In the Northeast, people are familiar with freezing temperatures and cold winters. Snow and ice are common obstacles in getting around town near our SUNY campuses in the winter months. But compared to Antarctica, our cold could be thought of as warm. The average temperature during the coldest part of the year drops to around −81 °F. With that kind of cold, people can’t live there for long. Scientists instead spend periods of time at research stations there studying south polar oceans, ice, atmosphere, and birds and marine animals. Students involved with study abroad through The College at Brockport can also experience this incredible landscape and ecosystem first hand by travelling to and studying in Antarctica.
Brockport’s Antarctica Program includes a two week excursion in December (“summer” in Antarctica) aboard a modest-sized expedition cruise ship that begins in Ushuaia, Argentina, and sets off across the Drake Passage to the Antarctic Peninsula. This unique study-abroad experience has been a partnership between Brockport and Virginia Tech for six years, with the faculty leader flipping back and forth between those institutions every other year.

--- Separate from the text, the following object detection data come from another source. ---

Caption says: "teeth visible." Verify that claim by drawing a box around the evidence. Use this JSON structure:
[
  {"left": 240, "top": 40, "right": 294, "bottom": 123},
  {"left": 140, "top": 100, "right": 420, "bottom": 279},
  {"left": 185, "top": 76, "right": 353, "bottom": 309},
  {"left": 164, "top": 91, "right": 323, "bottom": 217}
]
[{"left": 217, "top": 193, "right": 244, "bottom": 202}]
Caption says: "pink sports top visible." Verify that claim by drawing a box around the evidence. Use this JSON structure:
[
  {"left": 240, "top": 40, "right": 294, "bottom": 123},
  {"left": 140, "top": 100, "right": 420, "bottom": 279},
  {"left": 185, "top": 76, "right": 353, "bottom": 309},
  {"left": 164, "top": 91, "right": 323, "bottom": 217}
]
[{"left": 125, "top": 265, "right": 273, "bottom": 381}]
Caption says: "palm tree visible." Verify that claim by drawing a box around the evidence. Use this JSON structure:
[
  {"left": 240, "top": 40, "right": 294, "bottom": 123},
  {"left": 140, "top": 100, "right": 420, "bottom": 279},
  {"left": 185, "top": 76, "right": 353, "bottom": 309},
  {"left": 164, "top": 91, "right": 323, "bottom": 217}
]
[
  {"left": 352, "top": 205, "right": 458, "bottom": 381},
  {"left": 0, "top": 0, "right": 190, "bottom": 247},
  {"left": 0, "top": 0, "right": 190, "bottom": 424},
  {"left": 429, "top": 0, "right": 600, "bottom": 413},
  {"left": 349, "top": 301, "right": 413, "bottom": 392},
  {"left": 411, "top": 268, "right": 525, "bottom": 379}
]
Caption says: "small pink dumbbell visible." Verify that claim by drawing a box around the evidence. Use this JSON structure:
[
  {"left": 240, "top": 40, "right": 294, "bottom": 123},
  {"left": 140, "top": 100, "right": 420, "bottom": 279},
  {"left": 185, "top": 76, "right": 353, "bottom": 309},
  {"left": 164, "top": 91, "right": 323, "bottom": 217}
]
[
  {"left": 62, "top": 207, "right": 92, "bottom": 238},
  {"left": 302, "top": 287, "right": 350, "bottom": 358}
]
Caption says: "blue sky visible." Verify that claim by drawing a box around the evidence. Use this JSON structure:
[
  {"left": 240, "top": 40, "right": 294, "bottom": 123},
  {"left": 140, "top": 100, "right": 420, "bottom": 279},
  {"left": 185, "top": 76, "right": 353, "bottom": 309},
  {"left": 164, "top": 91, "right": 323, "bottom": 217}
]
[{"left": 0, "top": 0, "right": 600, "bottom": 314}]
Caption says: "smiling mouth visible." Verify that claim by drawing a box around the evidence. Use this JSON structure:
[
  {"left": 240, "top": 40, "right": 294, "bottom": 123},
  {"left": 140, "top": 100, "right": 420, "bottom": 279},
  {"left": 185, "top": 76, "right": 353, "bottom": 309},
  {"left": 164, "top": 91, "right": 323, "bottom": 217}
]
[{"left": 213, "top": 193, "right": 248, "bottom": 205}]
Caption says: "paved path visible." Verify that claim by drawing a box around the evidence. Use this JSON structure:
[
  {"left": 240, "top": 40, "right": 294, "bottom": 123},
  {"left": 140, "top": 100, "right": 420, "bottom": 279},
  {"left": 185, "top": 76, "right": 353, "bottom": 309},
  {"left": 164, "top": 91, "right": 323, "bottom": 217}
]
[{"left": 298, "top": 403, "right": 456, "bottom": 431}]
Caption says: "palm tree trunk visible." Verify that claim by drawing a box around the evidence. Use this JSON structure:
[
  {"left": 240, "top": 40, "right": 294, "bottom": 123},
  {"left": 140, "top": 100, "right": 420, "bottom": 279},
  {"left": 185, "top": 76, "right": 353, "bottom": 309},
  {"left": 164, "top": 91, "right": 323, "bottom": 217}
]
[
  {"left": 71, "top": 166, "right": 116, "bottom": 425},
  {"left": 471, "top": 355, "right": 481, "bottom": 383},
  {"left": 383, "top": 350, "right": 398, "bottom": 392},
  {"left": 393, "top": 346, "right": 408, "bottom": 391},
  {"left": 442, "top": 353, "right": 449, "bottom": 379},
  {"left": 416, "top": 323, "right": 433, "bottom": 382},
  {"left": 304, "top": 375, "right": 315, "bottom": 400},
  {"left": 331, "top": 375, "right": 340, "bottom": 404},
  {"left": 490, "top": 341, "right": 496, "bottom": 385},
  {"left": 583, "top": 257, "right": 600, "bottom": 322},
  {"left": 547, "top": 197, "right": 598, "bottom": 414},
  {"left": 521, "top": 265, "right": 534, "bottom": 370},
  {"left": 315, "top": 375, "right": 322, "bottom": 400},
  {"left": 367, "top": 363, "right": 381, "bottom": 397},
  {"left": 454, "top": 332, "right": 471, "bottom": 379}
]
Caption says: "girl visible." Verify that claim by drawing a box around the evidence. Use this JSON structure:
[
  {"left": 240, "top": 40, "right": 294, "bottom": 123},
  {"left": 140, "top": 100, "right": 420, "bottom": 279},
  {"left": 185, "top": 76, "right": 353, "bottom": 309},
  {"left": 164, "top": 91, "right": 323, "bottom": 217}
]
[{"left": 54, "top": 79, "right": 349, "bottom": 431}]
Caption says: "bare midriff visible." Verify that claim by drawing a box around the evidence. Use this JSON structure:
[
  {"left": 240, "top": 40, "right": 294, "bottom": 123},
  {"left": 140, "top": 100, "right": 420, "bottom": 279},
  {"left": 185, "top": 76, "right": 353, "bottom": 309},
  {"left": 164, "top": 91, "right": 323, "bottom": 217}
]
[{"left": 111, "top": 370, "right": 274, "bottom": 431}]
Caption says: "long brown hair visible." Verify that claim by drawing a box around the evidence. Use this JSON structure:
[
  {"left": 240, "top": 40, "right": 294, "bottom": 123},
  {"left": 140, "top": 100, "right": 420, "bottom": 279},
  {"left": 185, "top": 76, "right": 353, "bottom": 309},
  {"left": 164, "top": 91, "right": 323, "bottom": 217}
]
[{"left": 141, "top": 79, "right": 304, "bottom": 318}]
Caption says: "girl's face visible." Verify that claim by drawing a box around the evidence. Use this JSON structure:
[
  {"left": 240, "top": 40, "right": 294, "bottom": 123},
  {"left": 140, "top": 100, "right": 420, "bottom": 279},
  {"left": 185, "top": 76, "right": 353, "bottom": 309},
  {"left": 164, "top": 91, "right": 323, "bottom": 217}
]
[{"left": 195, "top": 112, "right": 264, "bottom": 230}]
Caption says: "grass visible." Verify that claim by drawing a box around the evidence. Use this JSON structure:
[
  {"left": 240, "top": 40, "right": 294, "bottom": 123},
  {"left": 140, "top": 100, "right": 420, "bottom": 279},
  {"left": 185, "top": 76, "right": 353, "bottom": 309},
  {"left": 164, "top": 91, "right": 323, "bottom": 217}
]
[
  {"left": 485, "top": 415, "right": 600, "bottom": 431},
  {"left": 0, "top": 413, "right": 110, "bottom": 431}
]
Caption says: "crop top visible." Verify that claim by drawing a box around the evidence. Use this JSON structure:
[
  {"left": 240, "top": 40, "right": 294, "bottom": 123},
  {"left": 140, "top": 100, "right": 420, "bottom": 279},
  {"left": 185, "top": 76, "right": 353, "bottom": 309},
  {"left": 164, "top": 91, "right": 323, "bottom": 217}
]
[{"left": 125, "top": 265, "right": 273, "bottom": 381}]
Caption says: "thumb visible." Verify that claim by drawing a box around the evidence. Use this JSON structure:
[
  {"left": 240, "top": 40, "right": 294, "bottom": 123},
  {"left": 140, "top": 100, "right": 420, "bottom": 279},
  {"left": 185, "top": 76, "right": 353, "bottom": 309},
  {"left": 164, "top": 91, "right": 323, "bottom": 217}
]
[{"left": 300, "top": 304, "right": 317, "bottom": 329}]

Students finish this course and study-abroad adventure with a heightened sensitivity to the global environment and to their own cultural values and sensibilities.

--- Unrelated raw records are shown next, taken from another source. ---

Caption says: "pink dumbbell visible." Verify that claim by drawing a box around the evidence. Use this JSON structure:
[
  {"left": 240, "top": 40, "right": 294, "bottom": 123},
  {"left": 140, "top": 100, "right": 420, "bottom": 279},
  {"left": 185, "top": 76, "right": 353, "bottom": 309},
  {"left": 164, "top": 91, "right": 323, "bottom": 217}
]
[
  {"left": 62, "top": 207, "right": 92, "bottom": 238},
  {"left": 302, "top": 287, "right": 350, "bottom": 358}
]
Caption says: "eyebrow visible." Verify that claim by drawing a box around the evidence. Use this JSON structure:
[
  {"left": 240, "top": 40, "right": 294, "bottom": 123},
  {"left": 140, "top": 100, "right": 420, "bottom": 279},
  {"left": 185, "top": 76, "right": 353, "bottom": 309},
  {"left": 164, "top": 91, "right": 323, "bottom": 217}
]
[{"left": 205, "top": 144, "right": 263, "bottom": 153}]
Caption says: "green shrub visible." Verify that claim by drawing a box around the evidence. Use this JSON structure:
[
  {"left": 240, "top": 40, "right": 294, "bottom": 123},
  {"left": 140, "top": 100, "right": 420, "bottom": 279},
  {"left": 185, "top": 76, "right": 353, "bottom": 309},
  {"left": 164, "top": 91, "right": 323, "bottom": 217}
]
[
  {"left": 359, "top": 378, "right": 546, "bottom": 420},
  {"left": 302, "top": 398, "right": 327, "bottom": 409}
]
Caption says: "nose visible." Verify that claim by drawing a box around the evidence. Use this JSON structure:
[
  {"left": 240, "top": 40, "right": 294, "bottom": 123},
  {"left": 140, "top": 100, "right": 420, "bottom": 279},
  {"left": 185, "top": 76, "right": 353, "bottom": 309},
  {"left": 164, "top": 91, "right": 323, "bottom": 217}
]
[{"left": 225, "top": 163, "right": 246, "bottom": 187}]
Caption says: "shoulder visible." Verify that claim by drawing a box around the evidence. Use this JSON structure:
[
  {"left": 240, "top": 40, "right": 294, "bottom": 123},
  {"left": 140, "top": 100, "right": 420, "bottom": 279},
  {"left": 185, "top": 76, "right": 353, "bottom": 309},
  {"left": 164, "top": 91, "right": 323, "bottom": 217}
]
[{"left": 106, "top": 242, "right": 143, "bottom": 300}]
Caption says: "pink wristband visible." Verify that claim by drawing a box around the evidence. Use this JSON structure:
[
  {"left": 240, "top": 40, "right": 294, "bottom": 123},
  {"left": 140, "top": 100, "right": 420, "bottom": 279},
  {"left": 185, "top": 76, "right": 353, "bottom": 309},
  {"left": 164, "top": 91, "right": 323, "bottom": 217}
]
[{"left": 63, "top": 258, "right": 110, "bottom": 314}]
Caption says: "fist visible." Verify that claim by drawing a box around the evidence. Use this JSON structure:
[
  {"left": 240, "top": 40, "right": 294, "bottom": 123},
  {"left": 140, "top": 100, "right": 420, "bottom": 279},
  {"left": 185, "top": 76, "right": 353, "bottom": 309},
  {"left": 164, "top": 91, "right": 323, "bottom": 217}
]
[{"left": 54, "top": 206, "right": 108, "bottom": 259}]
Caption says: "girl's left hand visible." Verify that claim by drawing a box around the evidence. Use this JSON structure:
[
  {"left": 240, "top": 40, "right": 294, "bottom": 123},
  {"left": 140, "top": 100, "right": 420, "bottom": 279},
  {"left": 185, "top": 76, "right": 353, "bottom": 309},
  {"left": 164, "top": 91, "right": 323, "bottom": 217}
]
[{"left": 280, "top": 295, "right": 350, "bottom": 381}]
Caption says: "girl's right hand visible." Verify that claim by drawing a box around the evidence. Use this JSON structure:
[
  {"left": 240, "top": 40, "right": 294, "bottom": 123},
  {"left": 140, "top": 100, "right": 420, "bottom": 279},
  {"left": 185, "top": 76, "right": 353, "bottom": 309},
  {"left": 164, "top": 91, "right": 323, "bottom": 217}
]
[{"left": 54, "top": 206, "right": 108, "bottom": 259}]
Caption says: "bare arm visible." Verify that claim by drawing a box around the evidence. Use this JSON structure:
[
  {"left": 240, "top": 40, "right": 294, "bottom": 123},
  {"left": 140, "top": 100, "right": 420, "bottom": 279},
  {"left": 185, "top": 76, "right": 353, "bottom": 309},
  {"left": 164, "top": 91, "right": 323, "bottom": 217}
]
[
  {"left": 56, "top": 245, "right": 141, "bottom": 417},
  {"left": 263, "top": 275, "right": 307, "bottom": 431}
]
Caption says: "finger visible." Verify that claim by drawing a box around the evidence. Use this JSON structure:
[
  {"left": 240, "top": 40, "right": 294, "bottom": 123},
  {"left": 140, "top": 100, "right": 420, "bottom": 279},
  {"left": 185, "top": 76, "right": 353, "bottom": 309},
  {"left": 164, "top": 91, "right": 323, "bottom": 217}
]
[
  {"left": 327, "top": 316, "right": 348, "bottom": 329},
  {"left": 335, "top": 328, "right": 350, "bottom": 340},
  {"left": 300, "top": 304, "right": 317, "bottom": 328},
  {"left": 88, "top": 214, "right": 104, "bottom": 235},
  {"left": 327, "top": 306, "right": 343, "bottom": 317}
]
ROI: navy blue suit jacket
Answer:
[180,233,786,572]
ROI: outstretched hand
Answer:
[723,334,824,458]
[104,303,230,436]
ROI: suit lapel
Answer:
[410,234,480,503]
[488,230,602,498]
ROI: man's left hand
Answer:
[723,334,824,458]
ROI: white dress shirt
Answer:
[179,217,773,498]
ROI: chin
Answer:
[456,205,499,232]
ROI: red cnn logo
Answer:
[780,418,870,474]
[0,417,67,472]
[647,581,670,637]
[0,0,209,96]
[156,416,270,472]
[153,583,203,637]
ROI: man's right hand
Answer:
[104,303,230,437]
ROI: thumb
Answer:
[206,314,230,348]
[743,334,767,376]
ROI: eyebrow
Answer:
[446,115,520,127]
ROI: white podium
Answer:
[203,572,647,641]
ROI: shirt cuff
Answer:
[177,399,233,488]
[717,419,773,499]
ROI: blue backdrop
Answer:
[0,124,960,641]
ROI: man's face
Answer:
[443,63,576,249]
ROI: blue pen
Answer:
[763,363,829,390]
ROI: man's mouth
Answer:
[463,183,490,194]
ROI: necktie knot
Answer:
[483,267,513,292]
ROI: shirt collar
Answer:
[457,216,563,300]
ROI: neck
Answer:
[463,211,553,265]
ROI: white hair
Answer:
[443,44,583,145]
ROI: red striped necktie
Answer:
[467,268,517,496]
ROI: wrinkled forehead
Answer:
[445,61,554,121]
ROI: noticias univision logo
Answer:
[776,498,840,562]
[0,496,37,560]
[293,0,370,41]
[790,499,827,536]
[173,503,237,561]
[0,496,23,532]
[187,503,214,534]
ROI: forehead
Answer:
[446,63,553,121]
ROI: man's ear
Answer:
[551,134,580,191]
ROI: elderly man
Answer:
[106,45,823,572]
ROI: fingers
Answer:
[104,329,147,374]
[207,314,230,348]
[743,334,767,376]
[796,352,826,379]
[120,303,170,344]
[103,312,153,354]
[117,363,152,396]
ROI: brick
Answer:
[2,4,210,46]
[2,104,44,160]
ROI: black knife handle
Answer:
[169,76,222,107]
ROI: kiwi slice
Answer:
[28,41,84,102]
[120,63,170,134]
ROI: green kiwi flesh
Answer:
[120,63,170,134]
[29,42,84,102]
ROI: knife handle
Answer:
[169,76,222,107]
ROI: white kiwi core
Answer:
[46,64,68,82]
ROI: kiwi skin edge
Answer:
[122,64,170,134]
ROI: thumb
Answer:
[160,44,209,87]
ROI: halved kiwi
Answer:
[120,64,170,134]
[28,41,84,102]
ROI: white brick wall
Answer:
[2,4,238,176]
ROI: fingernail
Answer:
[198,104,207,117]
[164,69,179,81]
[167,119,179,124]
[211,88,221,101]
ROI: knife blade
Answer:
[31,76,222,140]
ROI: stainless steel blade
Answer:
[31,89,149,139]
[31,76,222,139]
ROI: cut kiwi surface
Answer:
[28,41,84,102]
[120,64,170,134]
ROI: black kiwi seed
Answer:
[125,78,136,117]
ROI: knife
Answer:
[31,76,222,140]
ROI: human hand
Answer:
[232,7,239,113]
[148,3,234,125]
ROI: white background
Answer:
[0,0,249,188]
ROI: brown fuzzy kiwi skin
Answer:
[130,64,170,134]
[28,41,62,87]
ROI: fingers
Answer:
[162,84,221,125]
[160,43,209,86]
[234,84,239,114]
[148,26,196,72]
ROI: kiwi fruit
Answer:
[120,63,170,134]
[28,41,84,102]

According to Brockport’s faculty leader Jamie Spiller, “While study abroad in other countries enables students to immerse themselves in cultures other than their own and thereby come to see their own lives in a fresh and critical way, this study-abroad trip matches that foreign immersion experience (while in Ushuaia, Argentina) with another rare experience—immersion in a non-human, alien landscape. This other-worldly encounter enables people to see human civilization itself in a fresh and critical light—and students see very tangible signs of the environmental effects of their own ‘eco-tourism’ and especially of global climate change.”